What’s the deal with data?

There is more data than ever at the disposal of market researchers, but not all data is created equally. What is data quality and what does it consist of? Is AI a blessing or a curse regarding data quality? And what is the difference between a lazy cheater and a smart cheater? All these questions were answered at the latest Marketing Café that CUBE hosted, together with BAM.


CUBE invited two speakers to come and talk about the latest trends in data and data quality: Wilko Rozema from Dynata (who stepped in for his colleague Stefan Boom) and Kantar’s Jon Puleston. Rozema started his presentation by highlighting the ambiguous role of AI in today’s research efforts. Not only can it help providing answers to people who like to fraud, it also helps to build people’s opinions. “Which is equally worrying because then it’s not the consumer’s opinion anymore”, Rozema says. “On the other hand, AI can also be an opportunity, because it can help us check the data quality in itself. So AI really is a double-edged sword.”

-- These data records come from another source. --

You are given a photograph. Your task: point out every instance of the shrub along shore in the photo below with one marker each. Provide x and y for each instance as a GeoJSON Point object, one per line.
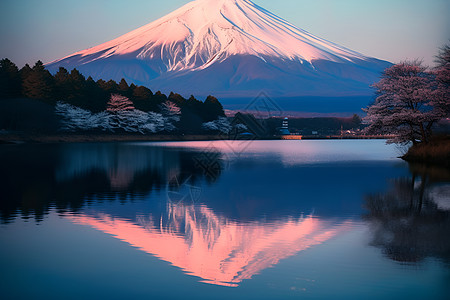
{"type": "Point", "coordinates": [437, 151]}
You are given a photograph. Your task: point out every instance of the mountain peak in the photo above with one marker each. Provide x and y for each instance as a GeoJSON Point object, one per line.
{"type": "Point", "coordinates": [234, 46]}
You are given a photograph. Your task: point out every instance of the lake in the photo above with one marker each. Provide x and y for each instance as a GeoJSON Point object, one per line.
{"type": "Point", "coordinates": [318, 219]}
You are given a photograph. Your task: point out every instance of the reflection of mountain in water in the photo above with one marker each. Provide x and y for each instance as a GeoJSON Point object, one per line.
{"type": "Point", "coordinates": [412, 220]}
{"type": "Point", "coordinates": [67, 177]}
{"type": "Point", "coordinates": [216, 249]}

Another reason to look at data quality from a different viewpoint, is the abundance of surveys, coupled with the ever-shortening attention span of Generation Y and Z. “How can we expect them to fill in ten minute surveys without losing attention, when their reference are 30 second TikToks”, Rozema wonders. One way of dealing with this phenomenon has been to remove certain participants in the survey. “I have seen examples of customers that remove people simply because they don’t want to fill an open app. In the consumer’s opinion they participated very reliably. The one thing they did not do, was to fill in the open apps. And after 10 or 15 minutes, they find out they will not earn their incentive. I highly doubt they will ever participate again, which is detrimental for the sustainability of our industry because the demand for participants is ever increasing.”

Translated text

At some point automation comes into play, argues Rozema. And that means more than checking for straightlining or speeding. “Are we really deleting the ones that are fraudulent or bad actors?  Or are we deleting people that just made a few mistakes? And if you remove everyone that just made a mistake, you will have not a lot of respondents left to include in your sample.  And that can create an intended bias in our opinion.”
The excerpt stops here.